Poster Presentation 2014 International Biophysics Congress

Molecular dnamics simulation of membrane phase diagram (#692)

Ivan Ortega-Blake 1 , Fernando Favela-Rosales 2 , César Millan-Pacheco 1 , Humberto Saint-Martin 1 , Armando Antillón 1 , Jorge Hernández-Cobos 1 , Mauricio D. Carbajal-Tinoco 2
  1. Instituto de Ciencias Físicas , Universidad Nacional Autónoma de México, Cuernavaca, Morelos, Mexico
  2. Departamento de Física, Cinvestav, Mexico DF, Mexico
Molecular Dynamics simulations are a powerful tool for the understanding at the molecular level the mechanisms behind biological processes. In particular the simulations of lipid bilayers are now a current practice, leading to information on the molecular processes of such complex systems. However, as with any other numerical simulation, the need of validation with respect to the phenomenon of interest is required. In this work we looked into the possible reproduction, via MD, of behaviors along the phase diagram of a mixture of POPC and cholesterol (1). We compare the results obtained with different size of membrane patches and different force fields, both, in GROMACS and CHARMM simulations. We found that the force field is determinant in order to reproduce the experimental behavior of lipid diffusion along the phase diagram(2). There is a change of slope on the cholesterol dependence at a given temperature when changing from one phase to another. Only an ab-initio refined potential was able to do this(3). Moreover the radial distribution functions corresponding to the different force fields present quite distinct behavior.

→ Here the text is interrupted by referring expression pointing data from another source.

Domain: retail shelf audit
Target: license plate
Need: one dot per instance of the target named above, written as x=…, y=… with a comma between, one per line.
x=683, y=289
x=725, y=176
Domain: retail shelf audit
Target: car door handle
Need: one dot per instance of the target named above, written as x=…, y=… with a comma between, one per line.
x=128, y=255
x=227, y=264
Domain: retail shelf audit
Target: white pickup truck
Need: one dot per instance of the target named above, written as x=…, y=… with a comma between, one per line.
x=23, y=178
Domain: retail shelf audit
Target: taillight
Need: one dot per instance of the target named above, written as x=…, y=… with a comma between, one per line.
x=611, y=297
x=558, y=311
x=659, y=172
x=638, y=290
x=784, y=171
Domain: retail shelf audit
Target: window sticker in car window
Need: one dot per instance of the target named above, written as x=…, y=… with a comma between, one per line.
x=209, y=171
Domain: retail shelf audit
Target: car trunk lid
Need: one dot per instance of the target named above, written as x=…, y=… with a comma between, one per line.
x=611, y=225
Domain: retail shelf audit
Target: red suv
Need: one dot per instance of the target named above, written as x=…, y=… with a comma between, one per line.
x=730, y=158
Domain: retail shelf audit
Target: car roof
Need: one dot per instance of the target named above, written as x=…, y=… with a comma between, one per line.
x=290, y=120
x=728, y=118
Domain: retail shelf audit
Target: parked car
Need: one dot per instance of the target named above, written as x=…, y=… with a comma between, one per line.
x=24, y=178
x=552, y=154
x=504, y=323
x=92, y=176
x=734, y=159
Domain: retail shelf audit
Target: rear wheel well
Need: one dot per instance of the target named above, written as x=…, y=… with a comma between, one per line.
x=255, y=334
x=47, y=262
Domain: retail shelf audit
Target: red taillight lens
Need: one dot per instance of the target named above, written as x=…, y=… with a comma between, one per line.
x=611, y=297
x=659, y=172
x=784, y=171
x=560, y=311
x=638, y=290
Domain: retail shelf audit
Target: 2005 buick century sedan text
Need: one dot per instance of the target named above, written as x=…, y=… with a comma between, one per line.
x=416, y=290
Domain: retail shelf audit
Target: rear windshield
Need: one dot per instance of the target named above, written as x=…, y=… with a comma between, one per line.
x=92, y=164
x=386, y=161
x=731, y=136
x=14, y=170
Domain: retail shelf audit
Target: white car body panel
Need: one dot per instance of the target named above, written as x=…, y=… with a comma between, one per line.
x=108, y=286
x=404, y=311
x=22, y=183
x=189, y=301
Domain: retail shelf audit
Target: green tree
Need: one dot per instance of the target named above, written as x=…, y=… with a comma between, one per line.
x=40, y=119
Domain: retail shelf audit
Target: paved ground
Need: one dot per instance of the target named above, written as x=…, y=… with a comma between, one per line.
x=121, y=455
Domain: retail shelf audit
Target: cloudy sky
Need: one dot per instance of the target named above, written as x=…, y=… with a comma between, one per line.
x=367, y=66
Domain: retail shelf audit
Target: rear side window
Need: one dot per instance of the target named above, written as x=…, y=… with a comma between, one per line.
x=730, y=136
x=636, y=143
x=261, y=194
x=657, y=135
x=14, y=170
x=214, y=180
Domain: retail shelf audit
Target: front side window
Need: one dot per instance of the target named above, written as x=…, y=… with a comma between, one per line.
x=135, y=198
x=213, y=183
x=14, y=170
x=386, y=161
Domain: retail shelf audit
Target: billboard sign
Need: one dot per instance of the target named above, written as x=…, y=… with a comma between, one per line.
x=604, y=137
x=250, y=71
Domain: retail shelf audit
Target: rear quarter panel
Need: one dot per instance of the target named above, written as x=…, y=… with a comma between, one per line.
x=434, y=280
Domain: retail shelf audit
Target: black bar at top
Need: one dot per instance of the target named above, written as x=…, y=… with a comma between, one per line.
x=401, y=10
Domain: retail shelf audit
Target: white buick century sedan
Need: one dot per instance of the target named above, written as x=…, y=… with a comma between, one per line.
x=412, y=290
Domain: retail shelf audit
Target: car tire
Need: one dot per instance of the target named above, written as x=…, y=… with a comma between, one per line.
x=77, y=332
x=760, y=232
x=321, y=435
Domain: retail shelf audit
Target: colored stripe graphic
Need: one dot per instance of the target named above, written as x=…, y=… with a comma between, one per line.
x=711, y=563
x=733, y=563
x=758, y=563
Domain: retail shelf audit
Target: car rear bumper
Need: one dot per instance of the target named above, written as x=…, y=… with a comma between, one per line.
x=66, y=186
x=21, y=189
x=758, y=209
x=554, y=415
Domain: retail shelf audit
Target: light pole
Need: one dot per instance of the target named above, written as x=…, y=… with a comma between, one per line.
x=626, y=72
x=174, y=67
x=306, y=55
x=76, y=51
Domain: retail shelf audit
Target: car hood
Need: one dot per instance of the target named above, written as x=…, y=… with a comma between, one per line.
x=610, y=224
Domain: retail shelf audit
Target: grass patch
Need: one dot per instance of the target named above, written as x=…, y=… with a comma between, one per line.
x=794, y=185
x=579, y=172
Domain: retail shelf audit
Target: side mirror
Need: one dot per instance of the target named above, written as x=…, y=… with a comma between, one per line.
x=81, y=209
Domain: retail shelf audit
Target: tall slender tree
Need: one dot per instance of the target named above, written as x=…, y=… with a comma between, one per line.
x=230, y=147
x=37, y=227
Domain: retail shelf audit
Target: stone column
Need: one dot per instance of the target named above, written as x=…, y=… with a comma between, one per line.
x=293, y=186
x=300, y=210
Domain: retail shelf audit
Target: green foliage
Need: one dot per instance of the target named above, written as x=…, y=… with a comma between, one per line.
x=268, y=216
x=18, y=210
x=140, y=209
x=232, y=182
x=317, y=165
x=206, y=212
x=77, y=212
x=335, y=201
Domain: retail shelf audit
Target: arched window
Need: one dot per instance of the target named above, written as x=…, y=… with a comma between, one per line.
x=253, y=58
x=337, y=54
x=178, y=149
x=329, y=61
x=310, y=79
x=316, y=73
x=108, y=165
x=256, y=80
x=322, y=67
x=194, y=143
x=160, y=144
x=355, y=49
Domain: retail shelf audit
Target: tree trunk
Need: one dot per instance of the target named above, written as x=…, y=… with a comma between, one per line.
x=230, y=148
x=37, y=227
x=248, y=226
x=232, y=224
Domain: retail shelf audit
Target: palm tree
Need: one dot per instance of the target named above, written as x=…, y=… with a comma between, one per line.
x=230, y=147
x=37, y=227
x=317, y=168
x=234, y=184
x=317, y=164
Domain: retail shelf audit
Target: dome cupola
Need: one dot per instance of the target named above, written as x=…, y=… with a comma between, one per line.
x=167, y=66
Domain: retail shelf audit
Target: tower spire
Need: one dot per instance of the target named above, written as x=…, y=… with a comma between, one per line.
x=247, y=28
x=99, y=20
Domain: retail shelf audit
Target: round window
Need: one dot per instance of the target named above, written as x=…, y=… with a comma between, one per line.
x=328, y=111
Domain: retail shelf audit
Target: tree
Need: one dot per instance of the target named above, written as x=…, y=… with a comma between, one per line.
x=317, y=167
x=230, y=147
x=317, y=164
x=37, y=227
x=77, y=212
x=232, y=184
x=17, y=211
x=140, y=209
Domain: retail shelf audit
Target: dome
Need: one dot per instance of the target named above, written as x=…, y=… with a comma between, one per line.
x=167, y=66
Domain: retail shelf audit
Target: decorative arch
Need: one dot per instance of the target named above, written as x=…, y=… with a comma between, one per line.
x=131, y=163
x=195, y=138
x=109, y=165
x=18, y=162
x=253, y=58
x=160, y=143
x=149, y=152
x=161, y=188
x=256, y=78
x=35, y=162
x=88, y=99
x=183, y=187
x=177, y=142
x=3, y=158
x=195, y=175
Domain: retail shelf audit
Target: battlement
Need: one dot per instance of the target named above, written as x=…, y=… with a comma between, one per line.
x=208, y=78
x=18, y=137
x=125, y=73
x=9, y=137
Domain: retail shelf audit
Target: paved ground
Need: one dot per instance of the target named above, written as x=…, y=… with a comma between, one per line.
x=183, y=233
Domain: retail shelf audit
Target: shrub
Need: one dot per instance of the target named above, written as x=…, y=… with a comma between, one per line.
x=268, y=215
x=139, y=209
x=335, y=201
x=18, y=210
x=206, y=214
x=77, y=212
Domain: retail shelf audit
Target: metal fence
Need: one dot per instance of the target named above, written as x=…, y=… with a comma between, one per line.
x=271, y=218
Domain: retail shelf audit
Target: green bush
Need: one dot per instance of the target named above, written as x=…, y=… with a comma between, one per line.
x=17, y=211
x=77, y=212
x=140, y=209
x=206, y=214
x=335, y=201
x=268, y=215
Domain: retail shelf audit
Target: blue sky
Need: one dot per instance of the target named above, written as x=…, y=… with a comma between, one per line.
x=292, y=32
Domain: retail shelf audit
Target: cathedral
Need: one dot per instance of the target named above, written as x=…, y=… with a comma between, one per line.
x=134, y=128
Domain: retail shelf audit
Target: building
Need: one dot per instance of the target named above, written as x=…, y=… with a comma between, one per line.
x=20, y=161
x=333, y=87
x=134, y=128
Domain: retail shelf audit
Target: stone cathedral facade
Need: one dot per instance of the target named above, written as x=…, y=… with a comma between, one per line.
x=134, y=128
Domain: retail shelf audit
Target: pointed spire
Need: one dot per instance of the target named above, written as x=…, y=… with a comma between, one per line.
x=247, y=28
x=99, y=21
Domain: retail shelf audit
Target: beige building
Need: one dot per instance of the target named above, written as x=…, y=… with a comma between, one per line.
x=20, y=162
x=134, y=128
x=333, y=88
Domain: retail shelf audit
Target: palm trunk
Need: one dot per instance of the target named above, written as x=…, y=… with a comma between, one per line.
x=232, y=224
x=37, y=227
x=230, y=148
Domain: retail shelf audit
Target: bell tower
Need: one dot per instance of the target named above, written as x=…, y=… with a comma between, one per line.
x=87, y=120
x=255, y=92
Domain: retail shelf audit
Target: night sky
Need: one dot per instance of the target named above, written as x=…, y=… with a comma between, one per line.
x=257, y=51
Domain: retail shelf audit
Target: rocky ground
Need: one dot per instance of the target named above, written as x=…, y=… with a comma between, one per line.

  1. Silva L, Coutinho A, Fedorov A, Prieto M (2006a) Competitive binding of cholesterol and ergosterol to the polyene antibiotic nystatin: a fluorescence study. Biophys J 90:3625–3631
  2. de Almeida, R. F. M., A. Fedorov, and M. Prieto (2003) Sphingomyelin/phosphatidylcholine/cholesterol phase diagram: boundaries and composition of lipid rafts. Biophys J 85:2406–2416.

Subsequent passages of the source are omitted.